The Seal. The government asks the Court to preserve the seal for all documents previously filed in this case - save for the relators' complaint and amended complaint and the government's intervention notice. The government has not supported this request with citation to authority. (The government has known for nearly a month that this entire case would be unsealed on April 8, 2014. See Mar. 11, 2014 Order, Dkt. 21). Instead, the government dropped this sentence into the end of its intervention notice:
The United States requests that all other papers previously filed in this action [i.e., everything but the complaint, the amended complaint, and the government's notice of intervention] remain under seal because in discussing the content and extent of the United States' investigation, such papers are provided by law to the Court alone for the sole purpose of evaluating whether the seal and time for making an election to intervene should be extended.
Notice of Election to Intervene, Dkt. 23, at 3.
The United States seems to be suggesting that because these materials were filed under seal in the first place, they should remain under seal without any further analysis. But the qui tam statute does not expressly contemplate such a procedure. See generally 31 U.S.C. § 3730(b); United States ex rel. Mikes v. Straus, 846 F.Supp. 21, 23 (S.D.N.Y. 1994) ("The Qui Tam statute evinces no specific intent to permit or deny disclosure of in camera material as a case proceeds.").

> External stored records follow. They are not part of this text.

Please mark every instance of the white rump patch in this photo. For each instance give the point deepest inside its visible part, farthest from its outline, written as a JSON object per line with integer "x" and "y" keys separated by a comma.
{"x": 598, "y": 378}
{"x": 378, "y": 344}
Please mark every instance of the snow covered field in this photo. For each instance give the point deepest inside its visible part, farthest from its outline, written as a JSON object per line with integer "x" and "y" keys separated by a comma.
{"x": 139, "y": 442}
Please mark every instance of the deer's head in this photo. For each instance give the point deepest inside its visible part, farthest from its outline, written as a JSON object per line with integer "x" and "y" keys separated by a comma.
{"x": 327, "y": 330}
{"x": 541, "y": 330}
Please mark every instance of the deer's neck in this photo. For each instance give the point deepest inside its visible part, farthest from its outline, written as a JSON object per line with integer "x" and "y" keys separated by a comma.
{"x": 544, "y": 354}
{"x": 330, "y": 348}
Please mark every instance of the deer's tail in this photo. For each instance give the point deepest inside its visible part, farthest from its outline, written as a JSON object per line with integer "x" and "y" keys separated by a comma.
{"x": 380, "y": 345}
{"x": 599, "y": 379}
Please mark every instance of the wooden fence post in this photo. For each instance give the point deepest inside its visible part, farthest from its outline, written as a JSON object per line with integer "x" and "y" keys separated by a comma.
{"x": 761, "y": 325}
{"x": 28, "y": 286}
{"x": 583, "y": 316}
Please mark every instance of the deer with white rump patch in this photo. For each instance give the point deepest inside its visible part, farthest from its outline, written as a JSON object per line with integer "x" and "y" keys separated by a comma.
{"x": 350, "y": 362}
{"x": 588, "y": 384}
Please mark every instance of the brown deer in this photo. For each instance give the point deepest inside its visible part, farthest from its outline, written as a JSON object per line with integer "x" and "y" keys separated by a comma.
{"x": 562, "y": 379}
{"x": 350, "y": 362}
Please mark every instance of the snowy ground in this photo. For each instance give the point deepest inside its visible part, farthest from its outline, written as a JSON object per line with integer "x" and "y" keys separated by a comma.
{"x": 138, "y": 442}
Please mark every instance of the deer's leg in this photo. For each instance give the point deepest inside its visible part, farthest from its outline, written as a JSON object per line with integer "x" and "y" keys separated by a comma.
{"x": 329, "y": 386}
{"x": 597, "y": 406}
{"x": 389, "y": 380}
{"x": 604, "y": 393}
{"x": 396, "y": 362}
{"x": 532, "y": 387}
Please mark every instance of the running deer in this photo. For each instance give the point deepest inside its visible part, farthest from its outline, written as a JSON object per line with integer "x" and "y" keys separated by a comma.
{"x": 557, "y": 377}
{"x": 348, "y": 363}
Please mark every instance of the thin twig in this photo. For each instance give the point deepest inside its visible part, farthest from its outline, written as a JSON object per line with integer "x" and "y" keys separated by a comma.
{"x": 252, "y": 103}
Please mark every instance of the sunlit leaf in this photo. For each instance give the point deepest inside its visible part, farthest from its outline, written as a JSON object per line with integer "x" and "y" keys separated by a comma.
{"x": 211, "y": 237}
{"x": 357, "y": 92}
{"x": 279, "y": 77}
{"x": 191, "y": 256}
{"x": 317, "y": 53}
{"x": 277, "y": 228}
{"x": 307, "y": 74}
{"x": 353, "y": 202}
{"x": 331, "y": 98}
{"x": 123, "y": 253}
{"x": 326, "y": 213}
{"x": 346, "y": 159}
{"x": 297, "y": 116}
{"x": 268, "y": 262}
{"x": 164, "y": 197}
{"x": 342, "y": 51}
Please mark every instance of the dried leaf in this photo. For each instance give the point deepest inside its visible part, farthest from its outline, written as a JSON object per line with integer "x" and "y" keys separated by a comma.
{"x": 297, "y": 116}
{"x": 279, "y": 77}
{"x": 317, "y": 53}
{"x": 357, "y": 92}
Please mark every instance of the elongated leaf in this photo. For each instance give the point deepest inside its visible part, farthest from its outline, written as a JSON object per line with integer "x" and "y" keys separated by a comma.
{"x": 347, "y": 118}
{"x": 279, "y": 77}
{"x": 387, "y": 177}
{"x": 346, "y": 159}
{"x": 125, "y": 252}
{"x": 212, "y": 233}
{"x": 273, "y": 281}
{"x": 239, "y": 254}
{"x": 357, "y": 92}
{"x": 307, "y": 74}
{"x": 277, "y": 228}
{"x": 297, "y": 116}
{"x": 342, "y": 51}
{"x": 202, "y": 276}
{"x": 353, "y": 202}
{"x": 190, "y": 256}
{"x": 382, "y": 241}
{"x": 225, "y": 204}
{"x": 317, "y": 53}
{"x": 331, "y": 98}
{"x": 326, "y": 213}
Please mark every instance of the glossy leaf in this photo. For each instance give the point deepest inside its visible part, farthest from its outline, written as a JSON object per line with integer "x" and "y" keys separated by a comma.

Under these circumstances, the Court believes the logical default rule is that if the qui tam complaint is unsealed, then the government's earlier in camera submissions should be unsealed as well, unless the government establishes cause for preserving the seal. Cf. ACLU v. Holder, 673 F.3d 245, 249 (4th Cir. 2011) (if the court declines the government's motion to extend the seal, then the qui tam complaint, the docket sheet, the government's in camera submission, and the order denying the motion should be unsealed as well).
Here, the government has not meaningfully explained why any particular document or group of documents should remain sealed. The Court will therefore deny the government's motion to preserve the seal on selected filings in this case.
Request for Notice. The government has also requested notice and an opportunity to be heard if the Relators or the Defendants propose that the part of the action in which the government has not intervened be dismissed, settled, or otherwise discontinued. The Court will grant this request. See United States ex rel. Killingsworth v. Northrop Corp., 25 F.3d 715, 723-25 (9th Cir. 1994).
Accordingly, IT IS ORDERED that:
1. This entire case shall be unsealed as of the date of this order.
2. The relators, using due diligence, shall serve their complaint upon defendants as previously ordered.
3. The United States shall serve its complaint in intervention upon defendants, together with this order, within 21 days of the date of this order.
4. As to the part of the action in which the United States has declined to intervene, the parties shall serve all pleadings and motions filed in that part of the action, including supporting memoranda, upon the United States, as provided for in 31 U.S.C. § 3730(c)(3). The United States may order any deposition transcripts as set forth in 31 U.S.C. § 3730(c)(3). The United States may also seek to intervene in other parts of the action at a later date pursuant to 31 U.S.C. § 3730(c)(3).
5. All orders of this Court in this action shall be sent to the United States.